The molecular mechanisms involved in the regulation of calcium entry into immune system cells are poorly understood. My preliminary data describe the molecular characterization of a novel calcium entry pathway controlled by ADP-ribose (ADPR). This characterization includes the identification of a novel highly specific vertebrate ADP-Ribose Hydrolase (ADPRH-1), and the functional demonstration that a previously identified gene encodes a protein product which is an ADPR gated calcium channel. Based on these data, I propose to explore ADPR metabolism and the mechanisms which regulate ADPR-mediated calcium entry within the immune system through three specific aims:
Specific Aim 1 : Characterization of free ADPR metabolism in the immune system.

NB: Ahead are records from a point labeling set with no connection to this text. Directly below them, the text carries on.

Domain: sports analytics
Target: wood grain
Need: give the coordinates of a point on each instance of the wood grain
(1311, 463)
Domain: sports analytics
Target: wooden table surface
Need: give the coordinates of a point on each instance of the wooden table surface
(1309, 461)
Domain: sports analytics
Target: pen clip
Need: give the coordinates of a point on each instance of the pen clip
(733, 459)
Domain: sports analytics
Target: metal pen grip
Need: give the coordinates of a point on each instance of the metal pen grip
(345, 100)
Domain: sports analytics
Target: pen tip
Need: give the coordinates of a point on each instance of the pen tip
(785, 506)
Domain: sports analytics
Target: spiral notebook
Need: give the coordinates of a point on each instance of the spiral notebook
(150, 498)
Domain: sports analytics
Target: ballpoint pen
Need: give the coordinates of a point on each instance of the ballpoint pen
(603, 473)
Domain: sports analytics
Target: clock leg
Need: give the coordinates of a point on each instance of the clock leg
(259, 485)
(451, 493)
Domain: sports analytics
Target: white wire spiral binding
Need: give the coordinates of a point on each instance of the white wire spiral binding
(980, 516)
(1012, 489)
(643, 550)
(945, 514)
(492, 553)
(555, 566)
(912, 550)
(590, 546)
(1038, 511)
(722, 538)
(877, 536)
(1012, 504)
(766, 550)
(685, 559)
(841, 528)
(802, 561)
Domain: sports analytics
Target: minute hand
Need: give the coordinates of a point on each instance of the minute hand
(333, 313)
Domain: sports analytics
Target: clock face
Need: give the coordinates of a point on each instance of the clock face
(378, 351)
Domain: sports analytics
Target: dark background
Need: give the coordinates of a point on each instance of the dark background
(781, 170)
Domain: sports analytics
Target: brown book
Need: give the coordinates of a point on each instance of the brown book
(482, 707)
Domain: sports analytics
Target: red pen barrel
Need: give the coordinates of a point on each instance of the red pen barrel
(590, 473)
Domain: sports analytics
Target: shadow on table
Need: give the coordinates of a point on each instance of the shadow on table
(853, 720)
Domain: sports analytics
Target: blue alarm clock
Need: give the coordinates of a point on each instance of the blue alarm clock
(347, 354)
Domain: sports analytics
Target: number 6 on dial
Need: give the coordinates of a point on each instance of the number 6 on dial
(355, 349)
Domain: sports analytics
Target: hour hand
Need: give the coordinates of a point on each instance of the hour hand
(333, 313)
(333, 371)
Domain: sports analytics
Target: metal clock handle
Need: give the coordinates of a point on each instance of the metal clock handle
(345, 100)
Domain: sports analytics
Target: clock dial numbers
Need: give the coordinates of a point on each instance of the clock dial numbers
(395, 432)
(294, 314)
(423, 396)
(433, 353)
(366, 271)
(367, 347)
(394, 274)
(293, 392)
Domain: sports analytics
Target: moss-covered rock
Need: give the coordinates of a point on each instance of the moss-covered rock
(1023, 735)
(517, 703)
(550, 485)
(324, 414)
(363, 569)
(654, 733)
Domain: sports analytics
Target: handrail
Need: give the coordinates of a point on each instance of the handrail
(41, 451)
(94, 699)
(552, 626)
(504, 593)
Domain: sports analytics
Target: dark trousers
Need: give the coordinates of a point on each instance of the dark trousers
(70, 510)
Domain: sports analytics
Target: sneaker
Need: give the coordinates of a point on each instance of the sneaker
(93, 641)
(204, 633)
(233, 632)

This aim will characterize the cell biology, structure/function relationships, and physiologic roles of ADPRH-1 in the regulation of ADPR metabolism. These analyses will include the production of an ADPRH- 1 deficient cell line and its complementation using various forms of ADPRH-1.
Specific Aim 2 : Immune system mechanisms for the regulation of free ADPR levels.
This aim will focus on analyses of ADPR metabolism in relation to immune cell manipulations plausibly linked to the production of free ADPR. It will utilize both classic methods for measurement of total cellular free ADPR and a novel electrophysiologic assay for cytosolic free ADPR.
Specific Aim 3 : Characterization of the cell biology and structure/function relationships of the ADPR gated cation channel: a possible key effector of free ADPR. These analyses will include screening of cell lines and primary cell types for channel expression and ADPR-mediated currents, and a structure/function analysis of the role of an ADPRH- 1 homology region of the ADPR gated channel in the gating process. Together, the experiments in these aims will provide us with substantial new information regarding the metabolism of free ADPR and the role of ADPR dependent calcium entry in immune system function.